Local 3141 - Department of Revenue

Severance Pay Language

Section 8. Severance Pay. All employees who have accrued twenty (20) years or more continuous State service shall receive severance pay upon any separation from State service except for discharge for cause. Employees with less than twenty (20) years continuous State service shall receive severance pay upon retirement at or after age 65; death; or layoff, except for seasonal layoffs. Employees who retire from State service after ten (10) years of continuous State service and who are immediately entitled at the time of retirement to receive an annuity under a State retirement program shall, notwithstanding an election to defer payment of the annuity, also receive severance pay.

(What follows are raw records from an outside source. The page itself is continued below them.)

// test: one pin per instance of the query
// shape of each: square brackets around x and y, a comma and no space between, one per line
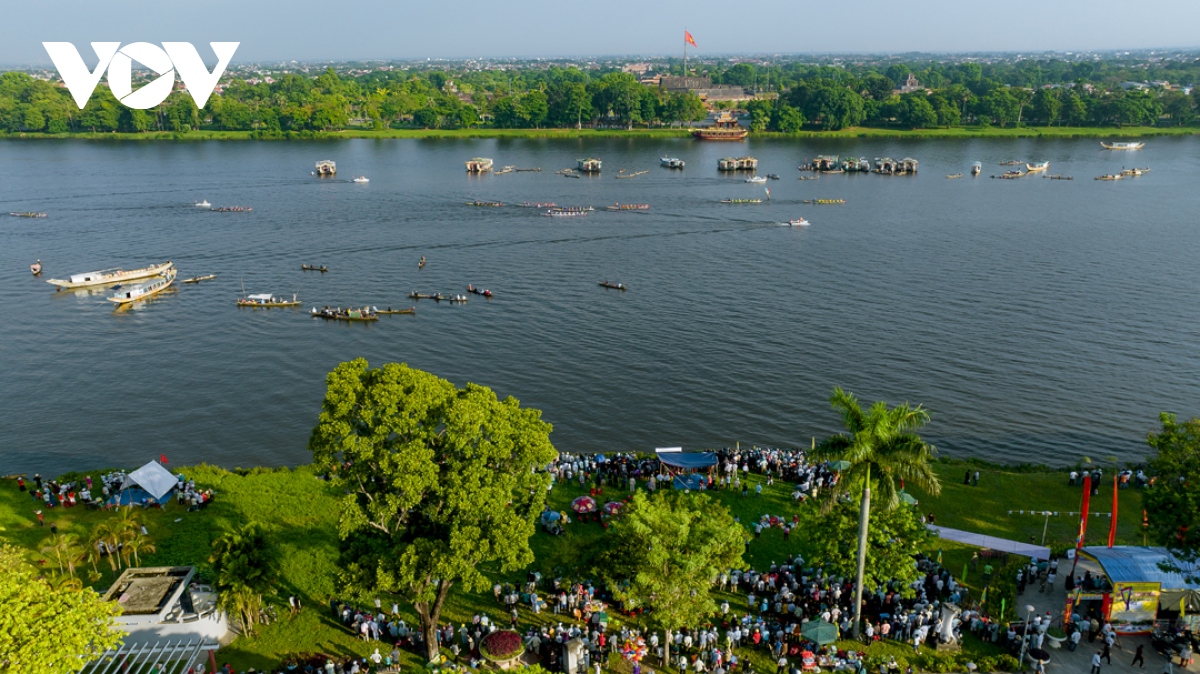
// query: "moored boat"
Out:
[132,293]
[267,300]
[109,276]
[353,316]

Employees who separate from State service with twenty (20) or more years of continuous State service and are eligible to receive severance pay will have one hundred percent (100%) of severance pay converted to the MSRS administered Health Care Savings Plan (HCSP). Employees with less than twenty (20) years of continuous State service who are eligible to receive severance pay upon retirement or retirement at or after age sixty-five (65) will have one hundred percent (100%) of severance pay converted to the MSRS administered Health Care Savings Plan (HCSP). At the time of separation, if the employee has been approved exemption from participation in the HCSP from the plan administrator, then the employee will receive any payment due in cash.

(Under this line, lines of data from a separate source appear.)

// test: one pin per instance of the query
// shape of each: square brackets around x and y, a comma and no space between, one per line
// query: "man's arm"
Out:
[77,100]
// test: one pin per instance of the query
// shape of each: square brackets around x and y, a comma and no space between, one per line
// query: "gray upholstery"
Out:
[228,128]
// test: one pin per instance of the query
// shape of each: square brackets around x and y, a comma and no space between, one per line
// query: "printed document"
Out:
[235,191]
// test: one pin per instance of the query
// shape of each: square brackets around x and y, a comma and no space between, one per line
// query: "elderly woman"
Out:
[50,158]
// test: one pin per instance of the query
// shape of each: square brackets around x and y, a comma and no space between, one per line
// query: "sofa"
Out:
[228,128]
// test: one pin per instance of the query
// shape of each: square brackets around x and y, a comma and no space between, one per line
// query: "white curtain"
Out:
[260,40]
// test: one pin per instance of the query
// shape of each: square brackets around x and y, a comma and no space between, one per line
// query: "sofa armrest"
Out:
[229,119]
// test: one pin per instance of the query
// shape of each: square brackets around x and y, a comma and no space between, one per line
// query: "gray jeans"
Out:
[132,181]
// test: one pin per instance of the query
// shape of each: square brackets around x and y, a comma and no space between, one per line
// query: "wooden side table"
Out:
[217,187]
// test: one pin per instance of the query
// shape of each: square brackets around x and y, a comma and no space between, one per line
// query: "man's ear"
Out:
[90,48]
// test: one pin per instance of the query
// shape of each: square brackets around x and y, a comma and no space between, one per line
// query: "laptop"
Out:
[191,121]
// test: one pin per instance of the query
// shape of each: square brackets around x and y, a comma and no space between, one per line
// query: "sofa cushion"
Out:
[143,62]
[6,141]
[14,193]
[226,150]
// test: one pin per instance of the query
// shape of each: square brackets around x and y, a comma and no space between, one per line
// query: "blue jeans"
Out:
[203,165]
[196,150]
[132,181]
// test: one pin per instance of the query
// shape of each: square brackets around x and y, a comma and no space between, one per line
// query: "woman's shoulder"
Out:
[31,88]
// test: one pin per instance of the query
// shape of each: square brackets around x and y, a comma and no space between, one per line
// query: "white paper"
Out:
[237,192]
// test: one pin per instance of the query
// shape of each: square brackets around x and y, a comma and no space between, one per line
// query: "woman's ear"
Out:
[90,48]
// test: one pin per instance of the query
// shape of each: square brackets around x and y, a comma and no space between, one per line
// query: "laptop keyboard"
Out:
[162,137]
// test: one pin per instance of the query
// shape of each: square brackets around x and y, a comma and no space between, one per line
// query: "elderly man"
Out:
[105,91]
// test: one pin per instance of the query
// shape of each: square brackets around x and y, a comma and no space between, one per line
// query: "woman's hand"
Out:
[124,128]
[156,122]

Employees who do not meet the criteria for the HCSP or whose severance payouts total less than five hundred dollars ($500) will continue to receive such payments in cash. However, Unit 2 employees whose combined vacation and severance payouts are less than five hundred dollars ($500), will receive such payments in cash. The MSRS administered Health Care Savings Plan (HCSP) does not apply to permanent or seasonal layoffs. In the case of the death of an employee, severance payment shall be made in cash.

Severance pay shall be equal to forty (40) percent of the employee's first nine hundred (900) hours of accumulated but unused sick leave, and twelve and one-half (12 1/2) percent of the employee’s accumulated but unused sick leave in excess of nine hundred (900) hours, times the employee’s regular rate of pay at the time of separation.

Employees who have been laid off and received severance pay and are reappointed to State service are eligible for additional severance only if they meet the continuous State service requirement.

Employees who have received severance as a result of continuous State service and are reappointed to State service, are eligible for additional severance upon separation. Severance for eligible employees returning to state service shall be computed upon the difference between the amount of accumulated but unused sick leave restored to the employee’s credit at the time the employee was reappointed and the amount of accumulated but unused sick leave at the time of the employee’s separation.

Such severance pay shall be excluded from retirement deductions and from any calculations in retirement benefits and shall be paid over a period not to exceed two (2) years from termination of employment. In the event that a terminated employee dies before all or a portion of the severance pay has been disbursed, that balance due shall be paid to a named beneficiary or, lacking same, to the deceased's estate.